Business
CoreWeave Inc. Stock Soars Amid AI Demand Yet Concerns Loom

NEW YORK, NY — CoreWeave Inc. (NASDAQ:CRWV) has made waves in the stock market this year, showcasing a remarkable one-month gain of 145% in May. This surge has catapulted its year-to-date performance to around 160%, making it a standout in the over $10 billion market capitalization category.
The stock’s impressive rally can largely be attributed to significant news events. Notably, Nvidia revealed a 7% stake in CoreWeave at the end of March, and the company secured high-profile contracts, including a massive $4 billion expansion deal with OpenAI, which already has a $12 billion agreement in place.
Despite this soaring trajectory, some investors are questioning the sustainability of CoreWeave’s rapid rise. Pat Burton, a senior managing director at Winslow Capital Management, pointed out that the risk-reward ratio for CoreWeave appears unfavourable compared to more established firms such as Microsoft.

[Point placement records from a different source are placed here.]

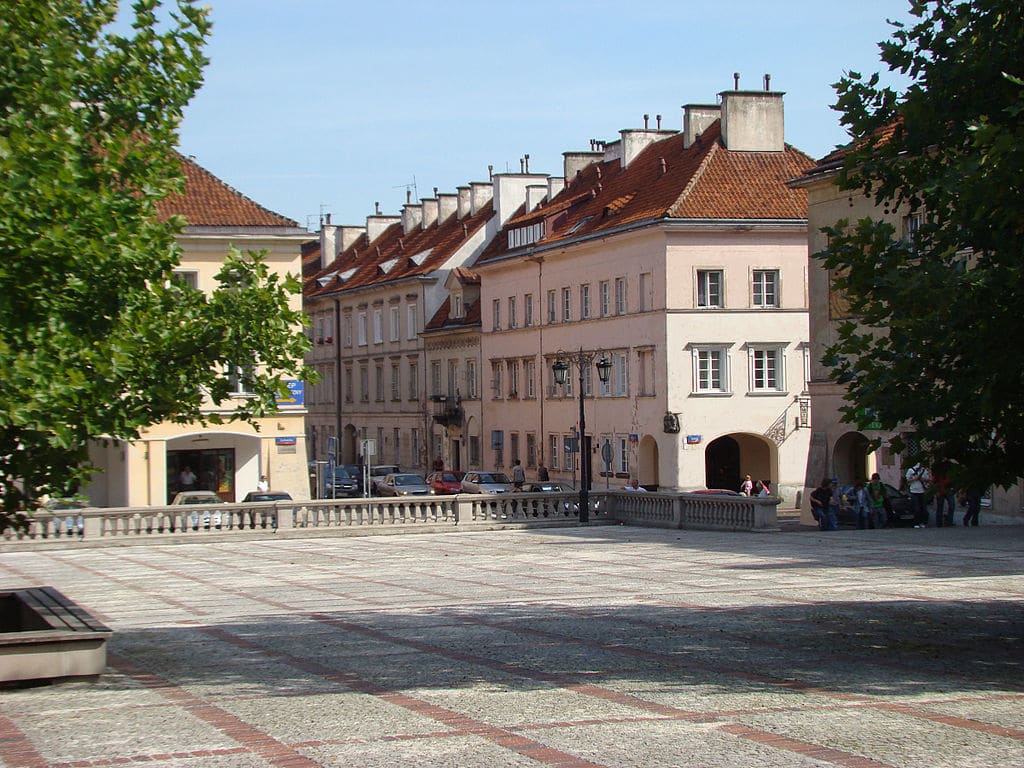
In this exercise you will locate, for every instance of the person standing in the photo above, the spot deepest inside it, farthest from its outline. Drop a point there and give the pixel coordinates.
(918, 480)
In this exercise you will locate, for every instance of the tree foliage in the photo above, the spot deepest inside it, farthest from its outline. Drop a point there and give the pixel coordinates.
(97, 339)
(936, 352)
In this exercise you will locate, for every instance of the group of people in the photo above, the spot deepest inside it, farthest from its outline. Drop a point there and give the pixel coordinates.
(872, 506)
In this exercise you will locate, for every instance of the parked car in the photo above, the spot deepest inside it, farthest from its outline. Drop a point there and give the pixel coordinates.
(403, 483)
(445, 482)
(486, 482)
(192, 498)
(342, 485)
(898, 510)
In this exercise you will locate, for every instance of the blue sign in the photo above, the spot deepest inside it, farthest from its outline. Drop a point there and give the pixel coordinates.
(296, 393)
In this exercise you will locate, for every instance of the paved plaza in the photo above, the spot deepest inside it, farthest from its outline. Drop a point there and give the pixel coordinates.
(599, 646)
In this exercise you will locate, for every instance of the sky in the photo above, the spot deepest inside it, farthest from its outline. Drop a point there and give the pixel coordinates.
(313, 107)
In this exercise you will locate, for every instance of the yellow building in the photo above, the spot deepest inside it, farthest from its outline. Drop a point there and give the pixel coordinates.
(225, 458)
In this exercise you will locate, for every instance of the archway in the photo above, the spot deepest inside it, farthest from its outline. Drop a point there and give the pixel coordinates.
(647, 465)
(850, 458)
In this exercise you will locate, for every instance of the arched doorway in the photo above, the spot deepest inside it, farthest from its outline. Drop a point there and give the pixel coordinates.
(647, 472)
(850, 458)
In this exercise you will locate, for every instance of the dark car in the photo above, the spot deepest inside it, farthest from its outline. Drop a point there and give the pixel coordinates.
(898, 511)
(445, 482)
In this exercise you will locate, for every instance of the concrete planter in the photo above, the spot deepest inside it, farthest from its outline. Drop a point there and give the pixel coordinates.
(45, 636)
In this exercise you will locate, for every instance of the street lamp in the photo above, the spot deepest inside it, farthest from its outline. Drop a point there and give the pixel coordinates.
(560, 370)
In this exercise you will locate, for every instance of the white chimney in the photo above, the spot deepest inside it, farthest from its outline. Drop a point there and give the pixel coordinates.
(753, 121)
(377, 223)
(480, 194)
(696, 119)
(429, 214)
(448, 204)
(465, 201)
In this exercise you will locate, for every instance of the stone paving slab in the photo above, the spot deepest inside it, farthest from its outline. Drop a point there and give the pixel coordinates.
(599, 646)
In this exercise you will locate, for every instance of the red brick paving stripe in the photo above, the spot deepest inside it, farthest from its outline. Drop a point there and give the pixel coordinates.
(16, 749)
(816, 752)
(462, 724)
(245, 734)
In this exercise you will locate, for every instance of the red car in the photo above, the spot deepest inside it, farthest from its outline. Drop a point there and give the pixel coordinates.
(445, 482)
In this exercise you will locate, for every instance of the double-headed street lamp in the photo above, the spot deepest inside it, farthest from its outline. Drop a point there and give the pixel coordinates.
(560, 369)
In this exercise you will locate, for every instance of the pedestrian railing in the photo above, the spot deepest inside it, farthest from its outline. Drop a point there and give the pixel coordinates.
(136, 524)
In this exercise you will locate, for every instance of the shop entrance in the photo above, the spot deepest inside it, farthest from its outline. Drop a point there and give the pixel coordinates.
(208, 470)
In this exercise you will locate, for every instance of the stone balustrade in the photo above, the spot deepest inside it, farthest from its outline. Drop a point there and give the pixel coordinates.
(137, 524)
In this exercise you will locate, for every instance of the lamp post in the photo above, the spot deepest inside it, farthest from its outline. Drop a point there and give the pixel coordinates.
(560, 370)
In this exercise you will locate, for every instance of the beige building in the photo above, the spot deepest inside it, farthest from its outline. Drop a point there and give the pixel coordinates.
(839, 449)
(227, 458)
(680, 257)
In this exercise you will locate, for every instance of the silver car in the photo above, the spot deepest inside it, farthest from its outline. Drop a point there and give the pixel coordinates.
(403, 483)
(486, 482)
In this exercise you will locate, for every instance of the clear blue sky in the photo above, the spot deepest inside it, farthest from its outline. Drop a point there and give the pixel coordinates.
(328, 104)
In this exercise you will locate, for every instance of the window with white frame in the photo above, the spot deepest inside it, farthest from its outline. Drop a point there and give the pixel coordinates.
(378, 327)
(710, 288)
(766, 288)
(766, 369)
(529, 376)
(361, 330)
(711, 370)
(471, 388)
(621, 303)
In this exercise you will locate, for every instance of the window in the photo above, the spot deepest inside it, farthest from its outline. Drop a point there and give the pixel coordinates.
(766, 370)
(364, 384)
(393, 325)
(412, 326)
(711, 370)
(435, 378)
(378, 327)
(471, 390)
(766, 288)
(710, 288)
(646, 292)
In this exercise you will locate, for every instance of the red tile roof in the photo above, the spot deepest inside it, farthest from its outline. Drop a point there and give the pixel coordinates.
(368, 263)
(668, 180)
(209, 202)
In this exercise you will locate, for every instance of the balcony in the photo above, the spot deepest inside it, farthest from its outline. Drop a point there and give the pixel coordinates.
(446, 410)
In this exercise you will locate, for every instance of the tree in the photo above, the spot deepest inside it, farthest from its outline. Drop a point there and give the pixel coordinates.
(936, 351)
(97, 339)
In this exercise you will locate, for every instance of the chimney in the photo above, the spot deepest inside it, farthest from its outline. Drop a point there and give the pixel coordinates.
(429, 215)
(573, 162)
(448, 204)
(536, 195)
(412, 217)
(465, 201)
(696, 119)
(480, 194)
(753, 121)
(377, 223)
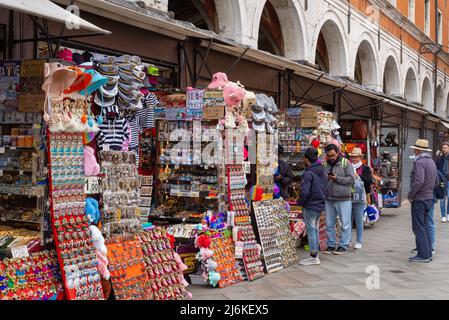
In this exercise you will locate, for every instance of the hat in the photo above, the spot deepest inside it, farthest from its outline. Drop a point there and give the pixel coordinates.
(249, 99)
(82, 81)
(78, 58)
(87, 56)
(219, 80)
(233, 94)
(356, 152)
(102, 101)
(65, 54)
(97, 82)
(57, 78)
(421, 144)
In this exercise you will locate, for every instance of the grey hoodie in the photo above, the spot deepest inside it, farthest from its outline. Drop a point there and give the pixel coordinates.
(341, 188)
(423, 179)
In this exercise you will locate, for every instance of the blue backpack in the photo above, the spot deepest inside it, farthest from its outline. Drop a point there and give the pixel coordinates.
(440, 190)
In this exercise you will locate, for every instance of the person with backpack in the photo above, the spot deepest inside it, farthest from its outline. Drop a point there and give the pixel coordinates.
(341, 178)
(313, 192)
(442, 164)
(362, 186)
(423, 181)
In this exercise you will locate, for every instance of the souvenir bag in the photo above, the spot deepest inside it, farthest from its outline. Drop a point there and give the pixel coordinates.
(359, 130)
(390, 199)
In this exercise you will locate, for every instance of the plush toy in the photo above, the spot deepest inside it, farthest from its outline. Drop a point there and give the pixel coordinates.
(214, 277)
(210, 265)
(203, 241)
(92, 210)
(91, 167)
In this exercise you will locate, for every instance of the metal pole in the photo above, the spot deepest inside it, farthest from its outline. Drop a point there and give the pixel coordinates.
(435, 62)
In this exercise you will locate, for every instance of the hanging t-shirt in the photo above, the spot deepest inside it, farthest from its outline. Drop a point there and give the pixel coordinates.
(142, 119)
(113, 133)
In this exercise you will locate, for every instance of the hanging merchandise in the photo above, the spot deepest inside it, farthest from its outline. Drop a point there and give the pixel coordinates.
(278, 245)
(71, 227)
(34, 277)
(120, 186)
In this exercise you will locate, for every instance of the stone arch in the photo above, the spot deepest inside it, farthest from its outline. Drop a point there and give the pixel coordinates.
(292, 23)
(332, 31)
(426, 94)
(391, 77)
(441, 106)
(411, 85)
(367, 61)
(231, 16)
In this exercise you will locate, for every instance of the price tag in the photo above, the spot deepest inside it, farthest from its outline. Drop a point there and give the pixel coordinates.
(20, 252)
(238, 253)
(91, 185)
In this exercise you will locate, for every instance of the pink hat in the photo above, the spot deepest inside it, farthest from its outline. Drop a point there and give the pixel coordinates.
(57, 78)
(233, 94)
(65, 54)
(219, 80)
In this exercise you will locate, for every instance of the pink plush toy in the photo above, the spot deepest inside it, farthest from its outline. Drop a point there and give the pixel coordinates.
(91, 167)
(103, 265)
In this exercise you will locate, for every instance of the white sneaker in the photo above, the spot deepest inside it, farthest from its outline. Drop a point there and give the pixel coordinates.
(310, 261)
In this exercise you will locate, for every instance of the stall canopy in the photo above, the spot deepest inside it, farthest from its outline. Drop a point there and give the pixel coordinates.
(49, 10)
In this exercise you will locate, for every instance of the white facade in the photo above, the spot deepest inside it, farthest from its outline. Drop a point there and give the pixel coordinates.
(408, 78)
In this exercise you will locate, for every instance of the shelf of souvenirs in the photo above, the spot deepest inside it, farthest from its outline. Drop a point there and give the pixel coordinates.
(31, 191)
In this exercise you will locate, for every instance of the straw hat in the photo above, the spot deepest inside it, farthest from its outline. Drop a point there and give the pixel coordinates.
(421, 144)
(356, 152)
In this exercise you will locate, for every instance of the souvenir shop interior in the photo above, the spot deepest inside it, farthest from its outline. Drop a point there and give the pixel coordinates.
(115, 185)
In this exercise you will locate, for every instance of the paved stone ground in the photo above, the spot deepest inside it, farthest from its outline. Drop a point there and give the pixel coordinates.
(386, 245)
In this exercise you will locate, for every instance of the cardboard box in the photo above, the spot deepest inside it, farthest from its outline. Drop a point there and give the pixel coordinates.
(213, 113)
(31, 102)
(309, 113)
(308, 122)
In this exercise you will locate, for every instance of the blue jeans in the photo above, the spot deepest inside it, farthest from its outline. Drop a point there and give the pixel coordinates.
(358, 215)
(342, 209)
(445, 212)
(312, 220)
(420, 225)
(432, 230)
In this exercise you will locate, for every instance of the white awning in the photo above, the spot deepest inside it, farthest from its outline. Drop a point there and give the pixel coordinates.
(49, 10)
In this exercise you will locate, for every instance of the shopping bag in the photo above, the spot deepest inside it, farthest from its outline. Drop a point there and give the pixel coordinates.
(390, 199)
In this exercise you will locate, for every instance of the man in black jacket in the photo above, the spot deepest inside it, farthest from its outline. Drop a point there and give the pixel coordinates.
(442, 163)
(284, 176)
(313, 192)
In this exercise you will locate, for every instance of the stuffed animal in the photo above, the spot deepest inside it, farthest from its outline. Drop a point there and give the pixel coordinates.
(214, 277)
(92, 210)
(210, 265)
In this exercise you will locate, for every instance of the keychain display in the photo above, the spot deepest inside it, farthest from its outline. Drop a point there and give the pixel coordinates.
(277, 242)
(252, 265)
(120, 186)
(36, 277)
(165, 276)
(127, 267)
(70, 224)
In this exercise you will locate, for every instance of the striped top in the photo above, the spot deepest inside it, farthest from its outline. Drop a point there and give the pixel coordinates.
(113, 133)
(142, 119)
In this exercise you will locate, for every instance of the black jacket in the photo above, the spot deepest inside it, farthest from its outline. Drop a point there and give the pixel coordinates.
(366, 178)
(313, 188)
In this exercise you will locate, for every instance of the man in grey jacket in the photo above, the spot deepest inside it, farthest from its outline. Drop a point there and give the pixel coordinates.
(341, 178)
(423, 181)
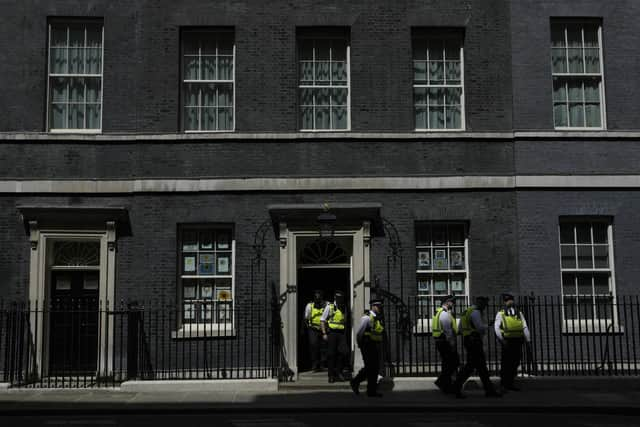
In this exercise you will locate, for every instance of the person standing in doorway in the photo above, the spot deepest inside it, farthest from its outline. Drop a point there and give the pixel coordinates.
(444, 328)
(511, 330)
(312, 314)
(473, 331)
(333, 323)
(369, 337)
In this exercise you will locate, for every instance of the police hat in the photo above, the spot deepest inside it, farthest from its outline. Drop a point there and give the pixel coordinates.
(449, 298)
(507, 296)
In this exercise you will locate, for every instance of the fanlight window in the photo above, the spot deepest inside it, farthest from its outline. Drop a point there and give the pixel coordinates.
(324, 251)
(76, 254)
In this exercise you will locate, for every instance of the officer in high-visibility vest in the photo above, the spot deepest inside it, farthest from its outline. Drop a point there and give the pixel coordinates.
(444, 328)
(333, 323)
(473, 330)
(312, 314)
(511, 330)
(369, 337)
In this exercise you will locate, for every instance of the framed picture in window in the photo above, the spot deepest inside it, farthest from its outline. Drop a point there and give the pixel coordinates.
(457, 259)
(223, 240)
(206, 265)
(190, 241)
(440, 259)
(189, 264)
(424, 260)
(223, 264)
(206, 240)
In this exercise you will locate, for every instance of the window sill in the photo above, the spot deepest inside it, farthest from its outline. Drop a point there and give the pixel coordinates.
(591, 327)
(214, 330)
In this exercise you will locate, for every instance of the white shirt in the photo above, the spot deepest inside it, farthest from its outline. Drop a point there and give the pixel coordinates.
(498, 322)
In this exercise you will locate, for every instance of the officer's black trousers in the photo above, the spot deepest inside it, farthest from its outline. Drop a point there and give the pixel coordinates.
(475, 362)
(511, 356)
(315, 343)
(450, 362)
(336, 353)
(371, 357)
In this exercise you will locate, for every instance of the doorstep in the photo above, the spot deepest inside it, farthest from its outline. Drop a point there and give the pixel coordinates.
(249, 385)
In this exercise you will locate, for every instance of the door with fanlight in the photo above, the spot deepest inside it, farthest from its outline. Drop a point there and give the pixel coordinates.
(73, 308)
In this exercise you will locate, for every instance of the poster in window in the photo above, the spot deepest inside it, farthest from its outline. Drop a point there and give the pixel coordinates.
(206, 291)
(189, 264)
(457, 259)
(223, 294)
(223, 264)
(440, 259)
(189, 311)
(224, 313)
(424, 260)
(206, 240)
(440, 286)
(206, 264)
(224, 240)
(423, 286)
(189, 241)
(189, 292)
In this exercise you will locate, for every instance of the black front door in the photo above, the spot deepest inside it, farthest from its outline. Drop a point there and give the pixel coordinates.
(73, 327)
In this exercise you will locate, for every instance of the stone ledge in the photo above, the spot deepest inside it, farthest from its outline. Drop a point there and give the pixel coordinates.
(255, 385)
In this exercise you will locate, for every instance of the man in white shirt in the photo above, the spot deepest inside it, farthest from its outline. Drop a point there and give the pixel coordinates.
(512, 331)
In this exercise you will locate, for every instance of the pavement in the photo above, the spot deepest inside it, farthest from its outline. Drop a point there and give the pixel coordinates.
(597, 395)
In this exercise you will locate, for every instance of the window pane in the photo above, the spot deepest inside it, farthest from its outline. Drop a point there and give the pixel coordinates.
(58, 36)
(58, 61)
(568, 256)
(583, 232)
(576, 115)
(557, 36)
(322, 118)
(601, 256)
(208, 68)
(420, 71)
(584, 256)
(559, 60)
(339, 97)
(436, 72)
(592, 60)
(599, 232)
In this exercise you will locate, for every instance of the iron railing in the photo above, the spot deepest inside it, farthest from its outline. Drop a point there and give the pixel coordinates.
(81, 344)
(601, 338)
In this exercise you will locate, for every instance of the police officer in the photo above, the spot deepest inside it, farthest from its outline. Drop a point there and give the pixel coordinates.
(312, 314)
(444, 328)
(369, 337)
(473, 330)
(333, 323)
(511, 330)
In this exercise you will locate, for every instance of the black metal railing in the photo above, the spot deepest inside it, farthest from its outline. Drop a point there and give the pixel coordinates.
(93, 344)
(600, 337)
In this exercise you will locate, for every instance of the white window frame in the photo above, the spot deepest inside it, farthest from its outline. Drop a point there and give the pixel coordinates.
(185, 81)
(424, 325)
(314, 38)
(579, 76)
(207, 329)
(51, 75)
(595, 325)
(434, 36)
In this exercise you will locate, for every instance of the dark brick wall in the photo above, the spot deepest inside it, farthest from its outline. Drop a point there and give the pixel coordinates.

The cautious sentiment among investors gained traction as short interest in CoreWeave shares jumped from 18% to 45% in late April, according to S3 Partners LLC. While a short squeeze could theoretically occur, S3’s analysis suggests that sellers are remaining unfazed, as the market still seems eager to accept new short positions.
Investors have voiced concerns regarding CoreWeave’s debt levels and overall financial health. According to Bloomberg, the company reported a debt-to-total assets ratio of 54% as of March 31, significantly higher than the 30% average within the Nasdaq 100 index. This increase raises questions about the viability of its aggressive expansion strategy.
Moreover, industry analysts are growing wary of the overall demand for AI infrastructure, particularly as major tech firms have begun curbing their investment in AI, hinting that CoreWeave’s growth might face challenges. Gil Luria, an analyst at D.A. Davidson, downgraded CoreWeave to Underperform earlier this month, setting a price target of $36, far below its recent trading price of about $66.
As of May 23, a CNN report shows that 44% of analysts rate CoreWeave as a Buy, while 50% suggest a Hold, and 6% advise selling the shares. The consensus 12-month median price target reflects potential downside, estimating the stock could fall approximately 35%.
Another crucial date for investors is September 24, 2025, when the company’s lockup period expires and insiders will be allowed to sell their shares, potentially increasing trading volume and market volatility.
CoreWeave specializes in providing cloud-based GPU infrastructure for AI developers, primarily utilizing Nvidia technology. While the stock holds promise, caution remains as uncertain factors could impact its future performance.